By Harry McCracken | Thursday, April 1, 2010 at 10:58 am
One of the many interesting questions raised by the iPad is this: What’s Amazon gonna do? I hope that it’ll shortly unveil a clever new Kindle of some sort–clever new products are always more interesting than price reductions–but lowering the cost of the current model to $149 also sounds like it would be a rational response…
April 1st, 2010 at 1:42 pm
You’re right, Harry. Amazon will have to do something to sell Kindles at rates they have been, but they may be okay selling books and ebooks regardless. Many think the price will lower and the next Kindle version will have more abilities. That’s the word in the Kindle forums anyway.
http://ebooksuccess4free.wordpress.com
April 1st, 2010 at 7:58 pm
Killing the Kindle would be the best thing for the Kindle store. By the end of the first quarter of iPad sales, there will be more iPads in the world than Kindle devices. There are already more users of Kindle.app on iPhone and iPod touch than there are Kindle devices. The full-color, video-enabled eBook readers (Mac, PC, iPad, iPhone, iPod touch) number about 1.5 billion while the grayscale readers have not reached 5 million yet.

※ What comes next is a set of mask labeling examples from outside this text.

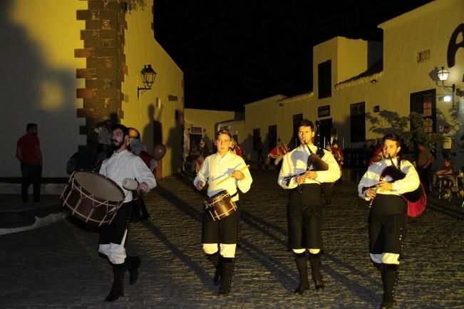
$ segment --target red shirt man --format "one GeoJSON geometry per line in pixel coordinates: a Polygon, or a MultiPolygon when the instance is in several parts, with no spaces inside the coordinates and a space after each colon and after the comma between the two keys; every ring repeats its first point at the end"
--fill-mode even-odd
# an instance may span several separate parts
{"type": "Polygon", "coordinates": [[[33,201],[40,201],[41,177],[42,176],[42,153],[37,137],[38,128],[35,123],[26,127],[27,133],[18,140],[16,157],[21,162],[22,182],[21,193],[23,201],[28,201],[28,189],[33,185],[33,201]]]}

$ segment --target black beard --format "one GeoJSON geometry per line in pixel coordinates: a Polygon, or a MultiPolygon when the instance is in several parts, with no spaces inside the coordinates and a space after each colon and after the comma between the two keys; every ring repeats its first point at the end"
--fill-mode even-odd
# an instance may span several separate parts
{"type": "Polygon", "coordinates": [[[122,141],[119,143],[113,142],[113,143],[111,144],[111,147],[113,148],[113,150],[118,151],[120,149],[121,147],[123,147],[123,143],[124,141],[122,141]]]}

The future of eBooks is not to be printed on virtual toilet tissue, but rather to be printed on virtual full-color glossy stock. Amazon needs to focus on selling books. They lose money on eBooks to sell Kindles and yet have sold hardly any Kindles.
The mission of Kindle was to get the eBook market started. Mission accomplished. Now we need to get the books all converted to digital. Not in proprietary Kindle format to be abused on an eInk screen, but the color masters of all the books need to be converted to a standard format for any reader with a color screen. Most of the bookstore is in color, it’s more than just romance novels and sci-fi (great as those are) and the 5 DVD Photoshop learning package you bought from Scott Kelby is just a video book. You want to be able to sit it next to your computer on iPad as you learn, same as you would use a Photoshop learning paper book.
When you look to the future of the Kindle device it is even more grim than today. The CEO of the company that makes the eInk screen said they’ll have a color screen for Kindle by the end of 2011, and that it won’t be quite as clear or sharp as the gray one, and it won’t support video. By end of 2011, Kindle won’t be able to run 50% or more of the eBooks that are available, and will have an installed base maybe 5% of iPad.
When you consider that Amazon also sells netbooks and iPods and Macs and PC’s and soon iPads, Amazon can kill the Kindle and still sell you a device and a bunch of books for it. Kindle is like a boat anchor in that setup.
April 1st, 2010 at 8:37 pm
Amazon did not have to lose the iPad eReader battle, but I think it’s inevitable now. They wasted their time on silly things and fumbled the opportunity. Now they’ll be late to the iPad with Kindle, and the buying experience won’t be near as good as the iBookstore.